For the second time this year, a judge has ordered Ye to undergo a deposition in a lawsuit filed by a former employee of Donda Academy who alleges that the singer formerly known as Kanye West praised Adolf Hitler and called him an innovator.
Trevor Phillips says in his Los Angeles Superior Court lawsuit that when he objected to the alleged bigotry in his work environment, Ye harassed and humiliated him. Phillips said he was assigned to oversee projects related to growing cotton and other plants and that Ye treated Black employees more negatively than white workers.
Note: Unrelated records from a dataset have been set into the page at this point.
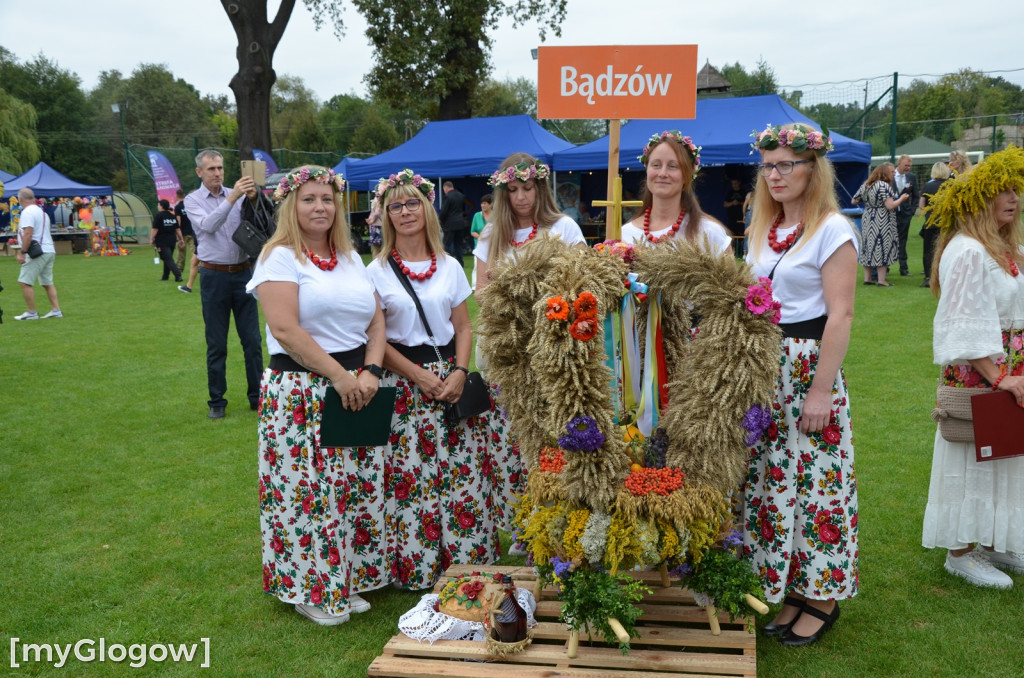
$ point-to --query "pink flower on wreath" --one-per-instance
(758, 299)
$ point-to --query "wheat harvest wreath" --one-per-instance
(636, 380)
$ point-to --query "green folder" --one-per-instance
(363, 428)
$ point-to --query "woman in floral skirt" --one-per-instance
(449, 484)
(979, 341)
(670, 204)
(324, 330)
(801, 491)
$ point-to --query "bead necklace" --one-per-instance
(531, 236)
(409, 272)
(658, 239)
(320, 263)
(790, 240)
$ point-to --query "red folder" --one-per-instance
(998, 426)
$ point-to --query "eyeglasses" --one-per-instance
(783, 168)
(411, 205)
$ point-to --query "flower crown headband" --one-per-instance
(800, 138)
(519, 172)
(406, 176)
(673, 135)
(970, 193)
(293, 180)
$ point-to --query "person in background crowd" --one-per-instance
(452, 482)
(940, 172)
(324, 330)
(670, 203)
(879, 237)
(958, 164)
(978, 338)
(453, 220)
(35, 225)
(165, 236)
(480, 220)
(800, 507)
(734, 214)
(224, 270)
(904, 181)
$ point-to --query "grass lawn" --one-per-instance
(126, 514)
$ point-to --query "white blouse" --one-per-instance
(797, 283)
(335, 306)
(438, 295)
(978, 300)
(720, 241)
(565, 228)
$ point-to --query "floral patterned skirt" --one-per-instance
(971, 502)
(448, 485)
(320, 507)
(800, 513)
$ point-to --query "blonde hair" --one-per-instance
(688, 199)
(503, 221)
(819, 201)
(433, 224)
(1000, 244)
(289, 234)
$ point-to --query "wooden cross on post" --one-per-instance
(614, 203)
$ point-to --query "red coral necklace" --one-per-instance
(406, 269)
(531, 236)
(788, 241)
(658, 239)
(320, 263)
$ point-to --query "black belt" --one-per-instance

On Tuesday, Judge Thomas D. Long directed Ye to appear for a deposition and pay $4,750 in sanctions to Phillips, all within 30 days. The judge had issued his first deposition order to Ye on Feb. 20, but Phillips’ attorneys maintained that the rapper refused for months to sit for the session unless they agreed to a “custom protective order” that included a $50,000 liquidated damages clause.
Phillips’ lawyers responded that they would agree to a standard protective order.
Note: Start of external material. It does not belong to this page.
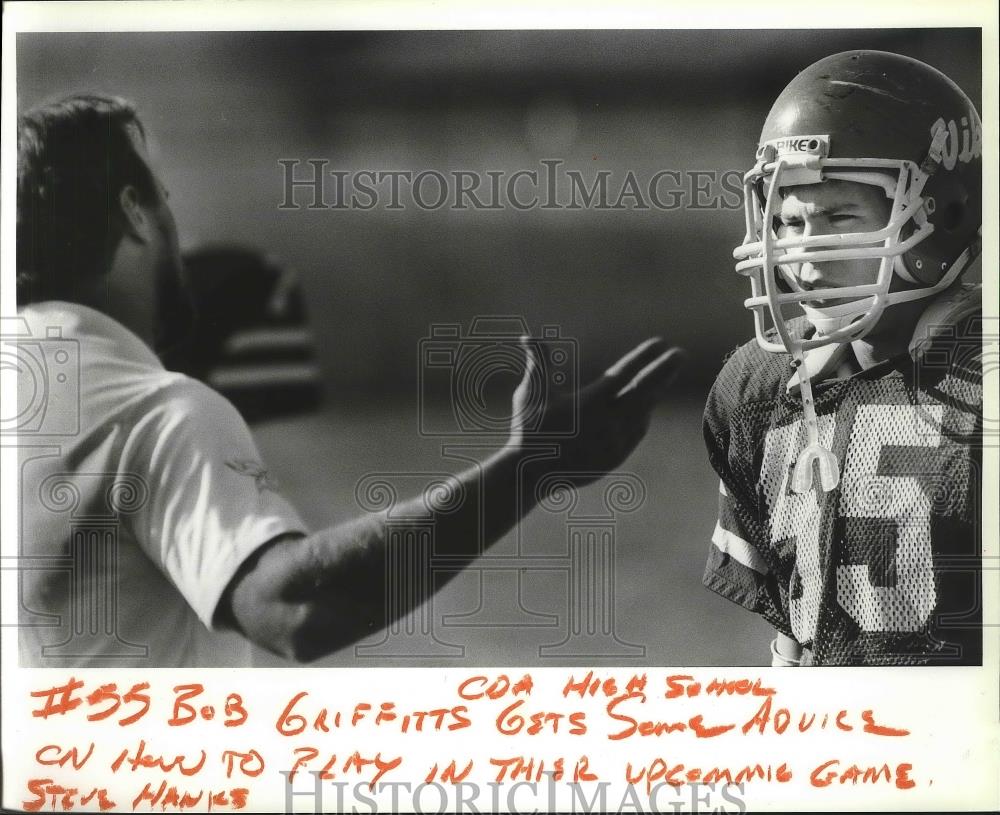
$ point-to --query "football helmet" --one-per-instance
(874, 118)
In the suit filed in April 2024, Phillips, who is Black like Ye, says that when he was hired in 2022 he was at first thrilled to be working for one of the most famous artists of his generation and saw the rapper not only as a boss but as an inspiration who represented the possibilities of what a Black man could accomplish in the U.S.
But just a few weeks prior to Phillips’ hiring, Kanye had gone with a flurry of assaults and threats to Jewish people, according to the suit, which further alleges that the plaintiff became a target when he resisted the singer’s repeated bigotry.
In a rant, Ye said, “Hitler was great. Hitler was an innovator. He invented so many things. He’s the reason we have cars,” according to the suit.
Phillips alleges Ye, 48, once told students at Donda Academy that he was going to put a jail at the school where they could be locked in cages and that the rapper frequently uttered hateful, antisemitic and anti-LGBTQ+ statements that students could hear.
Phillips says Ye told him in a text in 2023 that he was fired. The suit also names as defendants Ye’s clothing line, Yeezy LLC, and the Donda Academy.